There’s a lot of colorful, fluffy hope in this, and there’s also some creepy, threatening idea of viruses maybe becoming an invasive species in your body. Vision loss has helped to take me away from the things that disconnect me from the world. Instead of being sealed off in an automobile, I ride my bike, take buses and trains and walk a lot. And instead of a visually intensive process in the studio, primarily, I’m also getting outdoors a lot more and using more of my senses. This landscape is a couple hours east of San Diego, California. My brother lives out that way. He and I went camping there for four days. And I grabbed my camera, and I walked through the canyons. And I tried to imagine and figure out what kind of motion would be present in this place that was so still and so devoid of motion. I think it’s the stillest place I’ve ever been. And I realized that it was the movement of my own body through the landscape that was creating the animation.

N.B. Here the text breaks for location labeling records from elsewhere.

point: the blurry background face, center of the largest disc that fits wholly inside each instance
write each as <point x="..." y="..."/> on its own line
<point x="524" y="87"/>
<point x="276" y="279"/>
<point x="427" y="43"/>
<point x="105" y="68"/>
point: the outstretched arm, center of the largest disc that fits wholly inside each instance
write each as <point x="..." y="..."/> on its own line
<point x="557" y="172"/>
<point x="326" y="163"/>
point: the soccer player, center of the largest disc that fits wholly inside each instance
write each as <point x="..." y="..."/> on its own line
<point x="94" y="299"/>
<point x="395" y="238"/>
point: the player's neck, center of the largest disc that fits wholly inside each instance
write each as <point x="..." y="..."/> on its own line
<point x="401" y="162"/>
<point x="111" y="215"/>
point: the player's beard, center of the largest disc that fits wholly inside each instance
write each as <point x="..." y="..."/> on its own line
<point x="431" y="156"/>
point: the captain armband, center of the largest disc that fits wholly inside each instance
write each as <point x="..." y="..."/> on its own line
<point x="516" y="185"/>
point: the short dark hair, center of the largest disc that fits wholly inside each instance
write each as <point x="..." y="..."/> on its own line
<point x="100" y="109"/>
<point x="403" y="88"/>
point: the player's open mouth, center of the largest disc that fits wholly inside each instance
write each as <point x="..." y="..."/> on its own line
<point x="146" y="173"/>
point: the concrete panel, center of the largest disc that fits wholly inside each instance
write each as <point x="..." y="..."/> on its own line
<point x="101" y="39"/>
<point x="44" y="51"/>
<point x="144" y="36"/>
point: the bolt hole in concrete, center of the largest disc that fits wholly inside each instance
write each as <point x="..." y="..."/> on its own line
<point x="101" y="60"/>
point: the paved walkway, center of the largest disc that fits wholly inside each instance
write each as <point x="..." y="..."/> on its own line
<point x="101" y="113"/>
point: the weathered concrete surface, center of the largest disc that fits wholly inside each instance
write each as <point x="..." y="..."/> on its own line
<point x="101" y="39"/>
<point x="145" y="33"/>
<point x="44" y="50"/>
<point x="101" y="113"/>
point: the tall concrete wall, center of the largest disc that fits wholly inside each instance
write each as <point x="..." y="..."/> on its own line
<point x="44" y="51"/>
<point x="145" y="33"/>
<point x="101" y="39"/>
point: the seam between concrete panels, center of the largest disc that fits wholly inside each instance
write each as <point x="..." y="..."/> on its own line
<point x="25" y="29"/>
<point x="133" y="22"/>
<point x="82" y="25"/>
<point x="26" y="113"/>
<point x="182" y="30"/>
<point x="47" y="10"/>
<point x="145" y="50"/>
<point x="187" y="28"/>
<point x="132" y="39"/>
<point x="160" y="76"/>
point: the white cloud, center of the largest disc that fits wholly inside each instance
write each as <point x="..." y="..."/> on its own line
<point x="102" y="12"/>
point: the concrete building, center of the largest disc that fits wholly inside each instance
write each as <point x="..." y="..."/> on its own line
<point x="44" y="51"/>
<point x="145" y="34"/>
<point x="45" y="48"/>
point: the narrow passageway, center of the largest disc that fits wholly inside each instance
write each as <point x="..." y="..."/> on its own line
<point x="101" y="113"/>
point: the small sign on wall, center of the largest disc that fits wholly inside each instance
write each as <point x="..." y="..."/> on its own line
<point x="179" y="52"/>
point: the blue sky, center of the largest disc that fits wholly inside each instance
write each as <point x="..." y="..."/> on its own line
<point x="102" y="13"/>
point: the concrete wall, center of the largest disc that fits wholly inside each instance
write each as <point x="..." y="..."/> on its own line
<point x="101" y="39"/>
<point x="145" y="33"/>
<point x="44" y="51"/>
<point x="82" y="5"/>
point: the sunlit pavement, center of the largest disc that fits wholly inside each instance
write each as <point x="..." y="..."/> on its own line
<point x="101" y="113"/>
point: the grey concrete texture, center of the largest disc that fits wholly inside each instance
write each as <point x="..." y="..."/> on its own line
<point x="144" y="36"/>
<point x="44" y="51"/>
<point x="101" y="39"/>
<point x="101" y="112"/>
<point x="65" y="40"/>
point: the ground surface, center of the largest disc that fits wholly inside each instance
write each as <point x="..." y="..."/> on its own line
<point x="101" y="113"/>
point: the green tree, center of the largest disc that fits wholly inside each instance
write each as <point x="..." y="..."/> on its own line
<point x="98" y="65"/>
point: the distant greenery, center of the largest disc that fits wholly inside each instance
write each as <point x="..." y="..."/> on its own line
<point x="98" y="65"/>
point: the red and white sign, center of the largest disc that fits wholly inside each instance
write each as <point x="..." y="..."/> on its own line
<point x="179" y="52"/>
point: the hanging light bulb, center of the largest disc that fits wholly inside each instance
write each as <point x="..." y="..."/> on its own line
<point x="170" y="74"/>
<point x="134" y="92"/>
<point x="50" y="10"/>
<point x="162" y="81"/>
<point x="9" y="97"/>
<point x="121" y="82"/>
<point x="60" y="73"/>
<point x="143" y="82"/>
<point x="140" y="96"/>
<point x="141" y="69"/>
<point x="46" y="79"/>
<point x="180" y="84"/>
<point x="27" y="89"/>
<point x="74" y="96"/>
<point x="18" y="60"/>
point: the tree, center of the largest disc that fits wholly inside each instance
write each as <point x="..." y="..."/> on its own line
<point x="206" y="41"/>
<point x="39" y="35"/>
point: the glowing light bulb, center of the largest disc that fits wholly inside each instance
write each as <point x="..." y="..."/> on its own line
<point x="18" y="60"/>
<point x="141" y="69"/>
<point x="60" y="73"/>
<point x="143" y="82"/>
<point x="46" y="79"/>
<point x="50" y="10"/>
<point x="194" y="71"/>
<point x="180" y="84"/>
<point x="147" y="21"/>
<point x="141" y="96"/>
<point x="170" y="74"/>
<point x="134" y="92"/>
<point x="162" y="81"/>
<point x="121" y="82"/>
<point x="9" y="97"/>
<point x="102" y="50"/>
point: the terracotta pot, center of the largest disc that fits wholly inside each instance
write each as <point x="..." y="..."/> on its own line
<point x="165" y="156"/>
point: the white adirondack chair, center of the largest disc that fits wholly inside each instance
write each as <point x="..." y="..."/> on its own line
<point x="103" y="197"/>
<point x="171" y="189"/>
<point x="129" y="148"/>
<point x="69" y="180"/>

It was the motion of changing perspective. So I created this piece called “Mud Caves” from those photographs. It’s a multilayered print piece, and you can think of it as a zoetrope laid flat. It’s kind of my western landscape panorama. And next to the print piece there’s a video monitor that shows the animation hidden within the artwork. I think one of the best parts about this project for me was that I got to hang out with my brother a lot, who lives 2,500 miles away from me. And we would just sit in this seemingly eternal landscape sculpted by water over millions of years and talk. We’d talk about our kids growing up and the slowing pace of our parents, and our dad who’s suffering from leukemia, memory loss and infection. And it struck me that, as individuals, we’re finite, but as a family, we are an ongoing cycle — a kind of wheel of life. Now, I want to leave you with a tribute to one of my mentors.

She reminds me that physical presence is important and that play is not a luxury, but a necessity. She’s Pixie, and she’s our family dog. And she loves to jump.(Dog barking)(Dog barking and spring boinging)And this is a new kind of zoetrope that I developed at the Imaging Research Center at UMBC in Baltimore. And I call it a “real-time zoetrope.”(Dog barking)(Dog barking and spring boinging)Thank you.